Writer-director Julien Duvivier delivers a richly realised small town community. It has the feel of a real, functioning place. Amongst the colourful residents, tensions and rivalries are implied not through bland exposition but through utterances and glances.

The mob is set to action by two outspoken locals: a bawdy barwoman and a growling, jowly butcher. Not everyone in the town is onboard with the theory of Hire’s guilt. But what the screenplay (adapted from Georges Simenon’s novella Les Fiançailles de M. Hire) brilliantly portrays is the way that the mob, once at critical mass, can sweep aside dissenters and swallow them into the pack.

Duvivier was prolific in the silent era, and his technique has greatly evolved from those more stagey times. Panique is gorgeously shot (and beautifully remastered by Criterion, it must be said), with some excellent matte paintwork to deepen the wide shots.
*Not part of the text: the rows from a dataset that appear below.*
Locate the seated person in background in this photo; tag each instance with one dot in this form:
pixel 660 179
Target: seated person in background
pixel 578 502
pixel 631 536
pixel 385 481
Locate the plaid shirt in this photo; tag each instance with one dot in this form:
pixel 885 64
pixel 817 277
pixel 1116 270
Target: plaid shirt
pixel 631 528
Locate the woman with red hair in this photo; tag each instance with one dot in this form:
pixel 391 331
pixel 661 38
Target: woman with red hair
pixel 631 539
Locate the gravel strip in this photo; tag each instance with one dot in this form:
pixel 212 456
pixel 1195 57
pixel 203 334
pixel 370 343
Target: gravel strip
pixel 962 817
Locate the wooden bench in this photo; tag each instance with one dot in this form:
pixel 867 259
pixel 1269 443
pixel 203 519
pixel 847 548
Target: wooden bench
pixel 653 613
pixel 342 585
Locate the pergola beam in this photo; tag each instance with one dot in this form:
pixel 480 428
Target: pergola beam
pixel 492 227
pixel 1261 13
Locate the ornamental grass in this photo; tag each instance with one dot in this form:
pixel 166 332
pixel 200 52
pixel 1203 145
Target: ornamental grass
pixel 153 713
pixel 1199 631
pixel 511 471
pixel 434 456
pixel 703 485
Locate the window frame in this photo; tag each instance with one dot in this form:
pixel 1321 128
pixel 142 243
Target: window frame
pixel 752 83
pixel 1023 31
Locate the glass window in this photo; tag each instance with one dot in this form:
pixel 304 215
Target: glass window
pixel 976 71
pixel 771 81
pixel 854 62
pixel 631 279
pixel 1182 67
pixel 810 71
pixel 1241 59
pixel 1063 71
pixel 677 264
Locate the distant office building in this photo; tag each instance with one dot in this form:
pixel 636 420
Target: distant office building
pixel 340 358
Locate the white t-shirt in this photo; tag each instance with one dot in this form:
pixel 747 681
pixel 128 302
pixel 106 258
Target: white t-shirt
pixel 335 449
More impressive still is Duvivier’s movement of the camera. The film is almost Max Ophuls-like in its combined use of pans, tilts and cranes – and that constant sense of motion mirrors the characters’ sense of never being allowed to settle, of constantly dodging the crosshairs of guilt.

The visual ideas are relentless. During a bumper cars scene, Duvivier doesn’t simply shoot from the sidelines; instead, he attaches cameras to the cars, front- and forward-facing, and cuts rapidly, creating a strangely intense action sequence.

That the story is set during a town carnival is crucial: it’s a moment when the town comes together under the guise of community, of togetherness. This (false) sense of unity is what ultimately drives the mob. But unity and the mob are not synonymous. Never does the town consider inviting Hire in; never do they seek to understand his exclusion, which is largely self-made but entirely harmless.

Ending on a sadly ironic note, Panique is a simple story exploring a complex moral issue, and it does so in a very entertaining and often humorous way. Like Fritz Lang’s M before it, Panique is a moving and powerful condemnation of mob rule in all its forms, and with this timely reissue, it will hopefully garner similar recognition.

SPECIAL EDITION FEATURES:

  • New 2K digital restoration, with uncompressed monaural soundtrack
  • The Art of Subtitling, a new short documentary by Bruce Goldstein, founder and co-president of Rialto Pictures, about the history of subtitles
  • New interview with author Pierre Simenon, the son of novelist Georges Simenon
  • Conversation from 2015 between critics Guillemette Odicino and Eric Libiot about director Jliien Duvivier and the film’s production history
  • Rialto Pictures re-release trailer
  • New English subtitle translation by Duvivier expert Lenny Borger
  • PLUS: Essays by film scholar James Quandt and Borger

Panique is out on Criterion Blu-ray now.